Demonstration of Comunica, a Web framework for querying heterogeneous Linked Data interfaces


Linked Data sources can appear in a variety of forms, going from SPARQL endpoints to Triple Pattern Fragments and data dumps. This heterogeneity among Linked Data sources creates an added layer of complexity when querying or combining results from those sources. To ease this problem, we created a modular engine, Comunica, which has modules for evaluating SPARQL queries and supports heterogeneous interfaces. Other modules for other query or source types can easily be added. In this paper we showcase a Web client that uses Comunica to evaluate federated SPARQL queries through automatic source type identification and interaction.


There are a multitude of ways we can access Linked Data these days. Some of the more commonly used ones are SPARQL endpoints [1], Triple Pattern Fragments (TPF) [2] and its variations [3, 4], Linked Data documents [5] and data dumps. These all have their own methods on how they can be accessed and help solve SPARQL queries [6]. While a SPARQL endpoint can execute queries on its own and can require a significant amount of server effort, data dumps will require client-side processing to produce more granular results and is less intensive for servers. This trade-off is measured as client cost on the Linked Data Fragments axis [2].
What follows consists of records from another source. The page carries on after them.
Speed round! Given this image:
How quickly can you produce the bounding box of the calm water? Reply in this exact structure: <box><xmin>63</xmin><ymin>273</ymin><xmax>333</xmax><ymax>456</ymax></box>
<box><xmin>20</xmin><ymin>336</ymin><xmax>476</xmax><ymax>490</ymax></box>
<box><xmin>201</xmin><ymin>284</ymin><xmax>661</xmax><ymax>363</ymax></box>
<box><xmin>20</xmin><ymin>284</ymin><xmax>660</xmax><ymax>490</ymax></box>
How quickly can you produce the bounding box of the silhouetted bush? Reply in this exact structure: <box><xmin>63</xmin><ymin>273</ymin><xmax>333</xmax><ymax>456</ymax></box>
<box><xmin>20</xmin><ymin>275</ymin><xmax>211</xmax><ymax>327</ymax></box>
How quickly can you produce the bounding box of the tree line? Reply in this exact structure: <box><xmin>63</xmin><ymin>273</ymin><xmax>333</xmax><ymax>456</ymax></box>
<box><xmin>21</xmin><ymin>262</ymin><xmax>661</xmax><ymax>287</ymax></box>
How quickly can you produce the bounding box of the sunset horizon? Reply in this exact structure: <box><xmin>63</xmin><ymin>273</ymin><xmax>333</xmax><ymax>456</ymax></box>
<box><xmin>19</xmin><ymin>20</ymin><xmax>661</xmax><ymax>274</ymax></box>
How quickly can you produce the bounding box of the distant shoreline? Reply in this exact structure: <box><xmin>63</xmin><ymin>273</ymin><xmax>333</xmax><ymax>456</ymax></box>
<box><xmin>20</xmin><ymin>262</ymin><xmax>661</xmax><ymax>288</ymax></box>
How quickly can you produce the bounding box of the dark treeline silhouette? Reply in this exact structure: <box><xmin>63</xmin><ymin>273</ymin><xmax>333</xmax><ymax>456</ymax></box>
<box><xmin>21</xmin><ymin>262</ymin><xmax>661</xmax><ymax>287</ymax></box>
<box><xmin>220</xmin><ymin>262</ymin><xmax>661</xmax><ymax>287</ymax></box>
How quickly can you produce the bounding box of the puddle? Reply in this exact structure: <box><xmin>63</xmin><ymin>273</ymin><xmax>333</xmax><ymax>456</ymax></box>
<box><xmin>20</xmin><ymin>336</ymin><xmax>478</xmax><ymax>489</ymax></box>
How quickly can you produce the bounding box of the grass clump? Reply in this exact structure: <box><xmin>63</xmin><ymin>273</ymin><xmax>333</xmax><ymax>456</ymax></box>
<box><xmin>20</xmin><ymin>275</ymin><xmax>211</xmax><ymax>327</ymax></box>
Having all these heterogeneous interfaces greatly complicates federated queries. While resolving such a query, different actions have to be taken depending on the source that is being accessed. Different solutions might also be required depending on the combination of sources. In case of a single SPARQL endpoint, a single query will suffice. On the other hand, if all sources are data dumps they all have to be downloaded and parsed client-side. But what if some sources are SPARQL endpoints and some are data dumps?

To this end we created a modular Linked Data client called Comunica [7]. In our ISWC 2018 article we describe how this client can easily be extended to support a variety of sources and algorithms. This allows everyone to quickly set up a federated SPARQL client without having to worry about the sources, and to easily extend it should more types be required.

In this article we describe how we will showcase the heterogeneous features of Comunica. We created a Web client capable of executing federated SPARQL queries over heterogeneous interfaces, as an extension of the Triple Pattern Fragments Web client [8]. Additionally, this client will automatically identify the type of all sources. This way the end-user only has to provide the URLs and query; Comunica will take care of the rest.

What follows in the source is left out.